Excellent tips Jareer. I’m doing my best to keep her in check 😉 We are following that line pretty clearly. After all she’s got the urge in one hand and me the “savvy capitalist consumer” in the other 😉
But her point with Jordan has always struck me. I remember finding out about the presence of factories making Vicky’s Secret and Land’s End in Jordan. We actually discussed this once before on this blog. I couldn’t imagine that they’d not let Jordanians touch that stuff…not even the “imperfects”. Instead they’d ship it stateside, let it go through “the process” only to return to the kingdom selling for four and five times more than it should.
On the same tip, I never understood how a company like Microsoft could justify bringing the hammer down on Jordan about piracy when people were forced to spend this monster sum on their product. American consumers could afford it sure, so a hammer might be merited. But the hammer in the developing world is madness and they know it. It is like they are trying to condition the proletariat. They could and should just lower the prices to REFLECT the actual incomes of the people. But that principle has never held.

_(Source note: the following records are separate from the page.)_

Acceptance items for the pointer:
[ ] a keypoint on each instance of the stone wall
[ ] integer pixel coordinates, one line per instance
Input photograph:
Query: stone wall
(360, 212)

Let me throw some thoughts of what I have learned in the past ten years in America. Coming from a limited and small – income country direct to the US, first you as Jordanian maintain a high motivation to save; but spend wisely and moderately. Good deals, bargains, using coupons…etc; and above all, you follow the well-known formula; buy what you need, not what you want. Gradually though, you will feel safer and safer to spending more and your mind set starts to switch from the well-known saying “Khabbi girshak il abyad, layoomak il aswad” into the other extreme well-known saying ” Osrof ma bil jabe, ya2teeka ma fil ghabe”. Responsibilities, commitments and trust in the job security feeling make you go ahead and start the huge expenditures. Avoid credit cards as much as you can; once you are hooked up to spending what you don’t have in anticipation of payinig off your debts, you got yourself in a big trouble. Do not go there. Best investments though are; 1. Satisfaction of what you have, 2. Always save ( a dollar saved, is a dollar gained), 3. Buy a house at the appropriate time.
Meh! Welcome to the US. You just have to be smarter than the system and not let it suck you into it.
As for why people in Jordan pay much more…it is a whole other dimension of globalization. Getting started on that will take too long now.